Le Forum des Jeunes Africains pour la Promotion de l’Union Africaine (FJAPUA) était devant la presse à Conakry, ce mardi 30 mars 2021, pour parler de la « dépolitisation de la société civile guinéenne ».

Au cours de cette rencontre, un rapport d’enquête de moralité sur certaines personnes, « militantes de l’UFDG », déguisées en acteurs de la société civile et représentants des organisations internationales de défense des droits de l’homme en Guinée a été rendu public.

Le nom du journaliste spécialiste des mines, Akounba Diallo, celui d’Abdoulaye Oumou Sow du FNDC et de Mohamed Hady Barry représentant de Human Right Watch en Guinée ont été cités, à titre d’exemple par Mohamed Chérif, président du FJAPUA.

« Nous avons le cas spécifique de Human Right Watch. Le cas le plus caractéristique est celui de Mohamed Hady Barry, représentant de Human Right Watch en Guinée. Monsieur Barry est dans l’arène politique guinéenne… Si les autres représentants des organisations de défense des droits de l’homme prennent des précautions pour ne pas afficher leurs appartenances politiques, monsieur Barry expose son affiliation à un parti politique de façon ostentatoire. De telle manière qu’une simple consultation sur son compte Facebook cela édifierait Human Right Watch sur son engagement politique… La quasi-totalité de sa publication est celle du gouvernement et les éloges des partis de l’opposition », a dénoncé Mohamed Chérif.

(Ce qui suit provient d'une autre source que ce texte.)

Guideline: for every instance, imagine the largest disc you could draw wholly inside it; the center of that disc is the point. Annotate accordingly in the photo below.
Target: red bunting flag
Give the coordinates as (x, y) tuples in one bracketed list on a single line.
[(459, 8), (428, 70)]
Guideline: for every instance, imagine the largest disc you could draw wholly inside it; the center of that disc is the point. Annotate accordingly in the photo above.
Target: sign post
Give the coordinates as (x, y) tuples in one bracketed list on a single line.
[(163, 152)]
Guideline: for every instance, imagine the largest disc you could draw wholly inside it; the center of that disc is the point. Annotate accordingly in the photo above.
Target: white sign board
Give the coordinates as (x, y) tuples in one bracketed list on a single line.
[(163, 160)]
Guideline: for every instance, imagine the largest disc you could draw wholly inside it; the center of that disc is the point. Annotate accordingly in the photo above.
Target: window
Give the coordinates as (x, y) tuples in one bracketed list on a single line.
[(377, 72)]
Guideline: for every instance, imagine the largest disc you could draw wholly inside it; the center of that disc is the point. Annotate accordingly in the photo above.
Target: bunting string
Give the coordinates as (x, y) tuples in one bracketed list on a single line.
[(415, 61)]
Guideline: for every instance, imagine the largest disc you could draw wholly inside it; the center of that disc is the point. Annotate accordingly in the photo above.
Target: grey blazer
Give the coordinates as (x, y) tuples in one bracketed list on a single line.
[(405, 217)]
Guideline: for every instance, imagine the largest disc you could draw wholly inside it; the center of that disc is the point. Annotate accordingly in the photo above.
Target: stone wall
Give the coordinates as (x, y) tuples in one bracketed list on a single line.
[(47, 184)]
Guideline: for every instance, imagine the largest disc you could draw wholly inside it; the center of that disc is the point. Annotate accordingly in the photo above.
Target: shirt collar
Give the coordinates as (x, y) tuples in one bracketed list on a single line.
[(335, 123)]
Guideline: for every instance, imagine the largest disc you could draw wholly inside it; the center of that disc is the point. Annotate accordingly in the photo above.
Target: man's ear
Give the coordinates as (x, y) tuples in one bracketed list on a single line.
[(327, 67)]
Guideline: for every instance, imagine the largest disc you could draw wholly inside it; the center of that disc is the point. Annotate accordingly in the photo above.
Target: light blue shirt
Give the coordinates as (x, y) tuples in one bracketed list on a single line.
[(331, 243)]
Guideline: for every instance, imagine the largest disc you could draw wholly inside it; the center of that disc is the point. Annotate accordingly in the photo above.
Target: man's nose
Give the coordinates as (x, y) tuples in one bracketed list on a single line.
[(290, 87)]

Par ailleurs, Mohamed Chérif a remis en cause les rapports de Human Right Watch publiés sur la Guinée et qui épingle le pays pour le non-respect des droits de l’homme. « Nous ne disons pas que tous ces rapports sont faux, mais ceux qui sont censés faire ces rapports n’ont pas la légitimité de les faire. C’est ça la vérité », a-t-il martelé.